7. Check your credit score
You can get your dream home even with a low CIBIL score, if you have the right approach. One of the ways to increase your chances of getting a loan application is to review your credit rating and understand the reasons for the lower rating.
Potential borrowers should get their credit reports and check for errors, as a few errors can mean the difference between rejection and approval. Make sure the information on your report is correct before applying for loans.
8. Give it time
The good news about getting a mortgage is that because it’s a long-term loan, most lenders will approve if you meet their basic criteria, such as having a source of income. regular. So if you’re worried about being turned down for a loan because of a flawed credit history, you don’t need to be. Just keep improving your credit score over time and try again later when the credit report is better.
9. Know that there are always exceptions
You can also get a home loan with a low credit score. A score over 750 is considered “very good” for getting a home loan, but this number is not a rule of thumb and loan sanctions may also be based on lender-specific internal metrics. Therefore, the key aspect is that you should keep looking for alternatives from different financial institutions that offer home loans at different interest rate and terms for borrowers with low credit score and then choose the one. which suits you best.
Having enough cash on hand or the ability to pay off your debt quickly also helps because it shows lenders that they won’t be stuck with non-payments if things don’t work out for the life of the loan.

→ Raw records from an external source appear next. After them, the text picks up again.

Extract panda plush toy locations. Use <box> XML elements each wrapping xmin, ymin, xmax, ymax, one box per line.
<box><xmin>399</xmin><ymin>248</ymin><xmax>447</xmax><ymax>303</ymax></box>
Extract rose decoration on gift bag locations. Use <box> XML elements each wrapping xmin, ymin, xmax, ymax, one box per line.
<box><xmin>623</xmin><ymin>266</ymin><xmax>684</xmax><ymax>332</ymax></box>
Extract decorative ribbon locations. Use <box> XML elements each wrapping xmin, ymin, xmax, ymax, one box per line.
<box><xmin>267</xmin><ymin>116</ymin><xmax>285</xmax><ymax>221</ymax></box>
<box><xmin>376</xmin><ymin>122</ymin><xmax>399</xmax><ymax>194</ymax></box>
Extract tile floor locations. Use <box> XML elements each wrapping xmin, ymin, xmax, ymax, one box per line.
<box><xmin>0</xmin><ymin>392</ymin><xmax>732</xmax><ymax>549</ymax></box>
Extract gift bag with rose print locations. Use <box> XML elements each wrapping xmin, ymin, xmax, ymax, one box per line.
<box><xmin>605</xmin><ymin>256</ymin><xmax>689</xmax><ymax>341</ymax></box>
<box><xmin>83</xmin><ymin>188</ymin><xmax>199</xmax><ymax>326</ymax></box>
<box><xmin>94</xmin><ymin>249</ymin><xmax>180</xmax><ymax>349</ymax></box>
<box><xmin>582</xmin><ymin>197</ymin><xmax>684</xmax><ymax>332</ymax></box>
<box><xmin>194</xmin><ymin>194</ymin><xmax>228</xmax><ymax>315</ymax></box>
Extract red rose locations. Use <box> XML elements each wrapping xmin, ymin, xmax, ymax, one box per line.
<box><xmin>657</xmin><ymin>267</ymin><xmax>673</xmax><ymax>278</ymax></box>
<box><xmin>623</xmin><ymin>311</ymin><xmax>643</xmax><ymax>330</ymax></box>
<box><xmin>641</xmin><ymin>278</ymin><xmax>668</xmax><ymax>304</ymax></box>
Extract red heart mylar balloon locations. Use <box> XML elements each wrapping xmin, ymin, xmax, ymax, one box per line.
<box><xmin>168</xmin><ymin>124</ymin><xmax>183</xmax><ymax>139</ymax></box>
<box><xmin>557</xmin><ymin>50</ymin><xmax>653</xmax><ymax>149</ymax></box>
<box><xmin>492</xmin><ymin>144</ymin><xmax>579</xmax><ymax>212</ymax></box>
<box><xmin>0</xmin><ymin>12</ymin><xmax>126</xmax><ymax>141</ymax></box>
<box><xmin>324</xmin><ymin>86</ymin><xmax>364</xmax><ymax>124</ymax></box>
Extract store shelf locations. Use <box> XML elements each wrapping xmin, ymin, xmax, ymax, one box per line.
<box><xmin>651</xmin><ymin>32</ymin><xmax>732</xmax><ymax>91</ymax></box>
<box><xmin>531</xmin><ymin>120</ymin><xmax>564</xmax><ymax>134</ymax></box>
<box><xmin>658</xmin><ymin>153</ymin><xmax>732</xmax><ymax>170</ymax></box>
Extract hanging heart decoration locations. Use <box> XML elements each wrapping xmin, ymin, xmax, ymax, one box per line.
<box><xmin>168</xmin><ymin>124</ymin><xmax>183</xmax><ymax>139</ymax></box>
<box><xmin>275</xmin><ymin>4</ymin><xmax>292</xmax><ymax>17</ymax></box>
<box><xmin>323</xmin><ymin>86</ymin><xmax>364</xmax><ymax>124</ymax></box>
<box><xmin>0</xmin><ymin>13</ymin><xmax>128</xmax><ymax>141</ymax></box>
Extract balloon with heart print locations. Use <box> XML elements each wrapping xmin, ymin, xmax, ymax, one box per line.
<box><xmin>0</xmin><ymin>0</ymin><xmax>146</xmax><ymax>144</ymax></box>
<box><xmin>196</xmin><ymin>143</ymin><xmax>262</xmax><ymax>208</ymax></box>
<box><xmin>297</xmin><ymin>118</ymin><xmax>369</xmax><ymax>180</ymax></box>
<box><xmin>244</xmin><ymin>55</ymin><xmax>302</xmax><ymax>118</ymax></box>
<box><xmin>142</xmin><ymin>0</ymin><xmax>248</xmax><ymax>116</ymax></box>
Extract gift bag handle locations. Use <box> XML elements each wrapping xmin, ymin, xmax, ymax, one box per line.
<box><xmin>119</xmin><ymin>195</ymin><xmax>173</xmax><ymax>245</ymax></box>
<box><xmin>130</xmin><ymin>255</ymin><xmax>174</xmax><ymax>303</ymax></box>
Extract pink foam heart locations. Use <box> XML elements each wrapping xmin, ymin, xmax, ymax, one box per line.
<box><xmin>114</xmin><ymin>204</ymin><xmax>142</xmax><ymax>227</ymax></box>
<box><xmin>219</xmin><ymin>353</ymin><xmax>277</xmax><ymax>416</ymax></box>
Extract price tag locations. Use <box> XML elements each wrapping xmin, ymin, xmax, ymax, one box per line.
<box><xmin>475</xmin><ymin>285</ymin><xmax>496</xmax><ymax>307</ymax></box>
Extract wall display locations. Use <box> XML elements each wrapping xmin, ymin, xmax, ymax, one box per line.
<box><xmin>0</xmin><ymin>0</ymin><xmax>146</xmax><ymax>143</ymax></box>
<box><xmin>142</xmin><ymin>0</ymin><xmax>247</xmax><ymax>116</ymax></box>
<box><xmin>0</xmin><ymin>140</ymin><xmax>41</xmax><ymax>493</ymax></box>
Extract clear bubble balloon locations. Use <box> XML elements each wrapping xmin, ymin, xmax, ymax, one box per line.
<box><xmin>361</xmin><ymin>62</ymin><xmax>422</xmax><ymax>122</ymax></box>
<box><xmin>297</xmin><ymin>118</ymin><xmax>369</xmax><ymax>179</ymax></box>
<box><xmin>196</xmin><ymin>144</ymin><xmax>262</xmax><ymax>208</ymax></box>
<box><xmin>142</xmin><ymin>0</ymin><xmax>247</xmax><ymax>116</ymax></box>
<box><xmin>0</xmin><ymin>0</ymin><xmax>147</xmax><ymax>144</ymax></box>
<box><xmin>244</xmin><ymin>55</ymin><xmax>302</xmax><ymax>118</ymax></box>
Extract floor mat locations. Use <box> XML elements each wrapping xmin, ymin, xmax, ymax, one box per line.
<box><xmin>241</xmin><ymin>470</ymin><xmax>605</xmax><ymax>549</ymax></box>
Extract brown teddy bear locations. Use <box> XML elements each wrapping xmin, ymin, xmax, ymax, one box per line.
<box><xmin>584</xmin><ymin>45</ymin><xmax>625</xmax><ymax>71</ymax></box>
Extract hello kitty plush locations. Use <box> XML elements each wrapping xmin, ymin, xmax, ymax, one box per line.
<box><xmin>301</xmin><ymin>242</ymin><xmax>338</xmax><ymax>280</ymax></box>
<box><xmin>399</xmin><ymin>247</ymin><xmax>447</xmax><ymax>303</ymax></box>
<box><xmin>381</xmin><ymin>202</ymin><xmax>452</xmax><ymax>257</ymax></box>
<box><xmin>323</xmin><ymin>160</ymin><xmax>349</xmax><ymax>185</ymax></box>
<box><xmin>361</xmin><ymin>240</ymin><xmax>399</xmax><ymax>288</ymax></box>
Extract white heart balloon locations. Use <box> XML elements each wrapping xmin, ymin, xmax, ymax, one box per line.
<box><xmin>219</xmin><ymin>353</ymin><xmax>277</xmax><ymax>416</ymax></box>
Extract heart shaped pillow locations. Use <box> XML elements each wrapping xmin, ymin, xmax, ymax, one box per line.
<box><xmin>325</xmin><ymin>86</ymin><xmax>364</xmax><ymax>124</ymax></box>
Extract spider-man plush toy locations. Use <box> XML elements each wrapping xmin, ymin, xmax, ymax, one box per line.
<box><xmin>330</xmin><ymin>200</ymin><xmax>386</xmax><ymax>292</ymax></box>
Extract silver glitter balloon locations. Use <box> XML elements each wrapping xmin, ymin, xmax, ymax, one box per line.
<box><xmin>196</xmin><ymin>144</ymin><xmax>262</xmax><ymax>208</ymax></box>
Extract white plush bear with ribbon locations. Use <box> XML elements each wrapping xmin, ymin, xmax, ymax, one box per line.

Your credit score has a huge impact on your financial situation. It is essential to assess whether a lender will grant you credit. Housing finance companies, for example, extend credit even to borrowers with lower credit scores because that is their area of expertise and they have better credit research and reporting capabilities. Lending institutions generally charge higher interest rates on loans to borrowers with lower scores to compensate for the higher risk element of the loan.
Borrowers with poor credit can also apply for a reduced repayment period or a co-applicant. When the applicant’s total income and credit rating are good enough, this reassures the financial institution of the borrower’s ability to repay the principal and interest amount of the loan.
You must understand that a financial institution assumes a significant risk by offering a home loan, because there are risks of default. To judge the applicant’s repayment capabilities and creditworthiness, the calculation of the CIBIL score is a popular credit assessment and underwriting tool. However, a low CIBIL score is not the end of the world for a candidate.
Your credit score is a single number that has the potential to cost or save you a lot of money throughout your life. You can get lower interest rates if you have a good credit rating, which means you’ll pay less for the credit facility you take out.